Ну и как же должен был реагировать на это Горбачев? Ельцин, судя по «Исповеди» представлял себе следующие варианты: «Он вызовет меня к себе? Или позвонит, попросит успокоиться и работать так, как я работал раньше? А может быть, мое письмо об отставке поможет ему осознать, что ситуация в высшем руководстве партии сложилась критическая и надо немедленно предпринимать какие-то шаги, чтобы обстановка в Политбюро стала здоровой и живой?..
Я решил не гадать. Мосты были сожжены, назад дороги не было»…

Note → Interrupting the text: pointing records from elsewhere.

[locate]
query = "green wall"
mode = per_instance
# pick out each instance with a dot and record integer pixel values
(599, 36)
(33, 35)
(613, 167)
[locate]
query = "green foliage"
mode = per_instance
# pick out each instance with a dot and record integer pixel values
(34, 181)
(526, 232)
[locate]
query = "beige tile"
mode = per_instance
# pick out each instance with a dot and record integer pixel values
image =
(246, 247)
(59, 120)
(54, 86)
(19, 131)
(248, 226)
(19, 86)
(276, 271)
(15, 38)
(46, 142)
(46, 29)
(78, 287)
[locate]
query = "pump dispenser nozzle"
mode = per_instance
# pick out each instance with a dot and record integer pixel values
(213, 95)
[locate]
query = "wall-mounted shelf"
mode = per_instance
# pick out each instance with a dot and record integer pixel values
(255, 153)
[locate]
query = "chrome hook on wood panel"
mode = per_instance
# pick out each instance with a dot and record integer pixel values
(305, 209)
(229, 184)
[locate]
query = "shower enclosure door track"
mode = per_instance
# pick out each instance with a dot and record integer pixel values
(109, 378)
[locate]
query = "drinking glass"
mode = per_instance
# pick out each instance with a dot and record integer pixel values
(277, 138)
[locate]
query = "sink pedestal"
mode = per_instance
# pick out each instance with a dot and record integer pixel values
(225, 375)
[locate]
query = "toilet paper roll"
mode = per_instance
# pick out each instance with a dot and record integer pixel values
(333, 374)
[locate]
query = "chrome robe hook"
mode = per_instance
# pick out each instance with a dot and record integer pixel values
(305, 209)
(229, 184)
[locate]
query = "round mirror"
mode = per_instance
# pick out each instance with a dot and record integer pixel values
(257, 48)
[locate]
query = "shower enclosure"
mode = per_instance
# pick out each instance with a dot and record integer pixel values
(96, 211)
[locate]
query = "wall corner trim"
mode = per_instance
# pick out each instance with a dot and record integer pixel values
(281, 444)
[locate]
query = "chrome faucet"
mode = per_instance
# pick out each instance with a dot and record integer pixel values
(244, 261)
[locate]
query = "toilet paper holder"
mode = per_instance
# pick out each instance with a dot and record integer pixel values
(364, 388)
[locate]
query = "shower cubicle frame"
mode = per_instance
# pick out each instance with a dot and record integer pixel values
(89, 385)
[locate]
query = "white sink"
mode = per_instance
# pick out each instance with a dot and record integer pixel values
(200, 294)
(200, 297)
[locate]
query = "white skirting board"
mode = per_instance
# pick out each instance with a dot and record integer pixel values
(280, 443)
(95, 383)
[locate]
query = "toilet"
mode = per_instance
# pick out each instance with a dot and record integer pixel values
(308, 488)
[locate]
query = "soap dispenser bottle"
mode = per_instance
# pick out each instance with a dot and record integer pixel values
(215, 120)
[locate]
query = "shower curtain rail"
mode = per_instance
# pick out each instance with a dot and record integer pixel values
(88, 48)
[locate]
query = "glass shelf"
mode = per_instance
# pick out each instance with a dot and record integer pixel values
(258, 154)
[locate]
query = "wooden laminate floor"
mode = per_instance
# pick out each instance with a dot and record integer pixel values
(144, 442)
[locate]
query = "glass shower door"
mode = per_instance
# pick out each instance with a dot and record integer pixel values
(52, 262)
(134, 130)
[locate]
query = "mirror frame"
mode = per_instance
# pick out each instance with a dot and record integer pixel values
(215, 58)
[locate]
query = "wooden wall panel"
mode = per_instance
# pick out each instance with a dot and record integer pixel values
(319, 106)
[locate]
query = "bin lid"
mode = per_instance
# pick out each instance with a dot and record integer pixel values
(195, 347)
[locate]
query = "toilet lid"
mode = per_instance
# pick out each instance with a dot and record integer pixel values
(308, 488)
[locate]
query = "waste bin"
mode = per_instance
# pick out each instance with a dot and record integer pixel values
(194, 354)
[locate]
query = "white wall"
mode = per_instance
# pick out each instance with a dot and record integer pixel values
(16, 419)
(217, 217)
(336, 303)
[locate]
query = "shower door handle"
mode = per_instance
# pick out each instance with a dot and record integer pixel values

«Решил не гадать», но три предположения в Исповеди» все же делает. На первом месте стоит поездка к Горбачеву на юг. Чтобы там, значит, в неформальной обстановке («без галстуков»?) обсудить все… Это лучший вариант. Тут предполагается, что Михаил Сергеевич сыграет роль Бориной матери, любящей, балующей, спасающей от неприятностей. Второй вариант не предполагает поездки к теплому морю, но тоже не плох. Согласно этому варианту Горбачев должен по-матерински «успокаивать» Ельцина, «просить» его не капризничать, работать по-прежнему. Тут можно будет действовать по обстоятельствам – успокаиваться или капризничать в зависимости от того, как будут вести себя партнеры по этой увлекательной детской игре. Третий вариант сводится к тому, что генсек должен осознать, что «надо немедленно предпринимать какие-то шаги», ибо лично Борис Николаевич больше не хочет работать с нехорошими членами Политбюро. Именно так. Я надеюсь, теперь уже никому не может прийти в голову, что Ельцин был озабочен тем, что из-за всякого рода лигачевых реформы в стране продвигаются плохо. Такие вещи могут, конечно, кого-то заботить, но только не Ельцина. Его письмо вот именно сводится к тому, что ему очень плохо среди злобных партийных товарищей. И к просьбе все радикально исправить. Избавить его от обидчиков.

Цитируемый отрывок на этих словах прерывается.